Mas o núcleo central da operação é uma audiência no Congresso dos Estados Unidos de um comitê de personalidades, presidido por senadores, que devem se pronunciar sobre os atentados aos direitos humanos cometidos por Sadam Hussem. O comitê não tem caráter oficial e, portanto, as declarações falsas que fizerem não trarão conseqüências que teriam se tivessem de mentir sob juramento. Daqui a irrelevância daquilo que aí se digam ou façam. Mas o testemunho de uma adolescente kuaitiana de 15 anos, Nayirah, que conta entre soluços como viu entrar os soldados do Iraque em uma sala de prematuros em um hospital de Kuait-City, como arrancaram os bebês de seus berços e como os arremessaram contra o solo, teve grande impacto, e a Fundação por um Kuait Livre, que apurou a cifra de 312 crianças assassinadas se encarregou de que a sua apresentação na televisão fosse constante. O presidente Bush pai se referiu a este fato em várias ocasiões e foi levada ao Congresso dos USA e ao Conselho de Segurança. Jolh Mac Arthur, que escreveu um livro demolidor sobre este episódio – The second front: Censorship and propaganda in the Gulf War, Universiti of Califórnia Press 1992 – nos informa que Nayirah era filha de Said Nasir al Sabah, embixador do Kuait nos Estados Unidos, e que a vice-presidenta de Hill y Knowlson foi quem preparou toda a apresentação. John Martin, repórter da cadeia ABC, Anistia Internacional e Middle East Watch fizeram, depois da guerra, uma investigação a fundo sobre os prováveis bebês destroçados e chegaram à conclusão de que tudo havia sido montagem. Apesar disto a fita Live from Bagdad, projetada em cadeia HBO em dezembro de 2002 incluiu de novo o testemunho de Nayirah. Uma falsidade suficientemente repetida, se não questionada, converte-se em realidade inquestionável. Por que o excesso de informações dos serviços britânicos de inteligência sobre o Iraque, que foi a base da intervenção de Colin Powell no Conselho de Segurança da ONU não foi denunciado na primeira página dos jornais? Por que não foram desmascaradas as supostas mortes dos bebês assassinados por Sadam? Por que continuamos ocultando as imposições da mídia das quais nos servimos para justificar os bombardeios da antiga Ioguslávia?

Semana da Luz

Contra a falta de informação oficial

EFE. 14-03-2005. Washington.
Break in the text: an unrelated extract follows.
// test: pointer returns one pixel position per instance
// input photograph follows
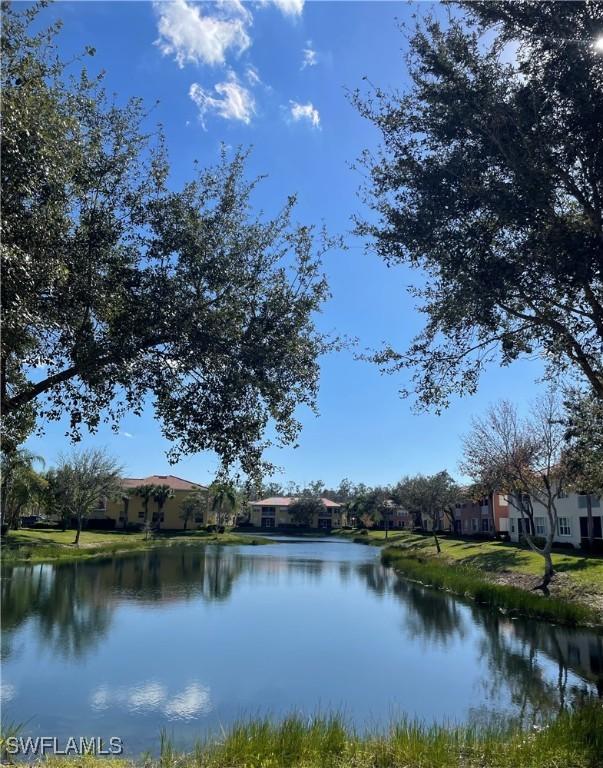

Mais de 50 organizações jornalísticas dos USA organizaram a Semana da Luz, para lutar contra o «segredo informativo» do governo dos Estados Unidos. «Antes dos atentados de 11 de setembro a informação governamental era acessível, a menos que existisse um bom motivo para a manter em segredo», referiu Theresa Medoff, presidenta da Associação da Imprensa de Delaware, ao que acrescentou que «agora a informação governamental é secreta, a menos que se demonstre o contrário». Tom Curley, presidente da Associated Press, afirmou que «o governo Bush revogou o espírito de liberdade de informação nos Estados Unidos». Com a escusa da segurança e da ameaça terrorista cada vez existe menos informação disponível», afirmou Michelle Rea, diretora da Associação da Imprensa de Nova Iorque.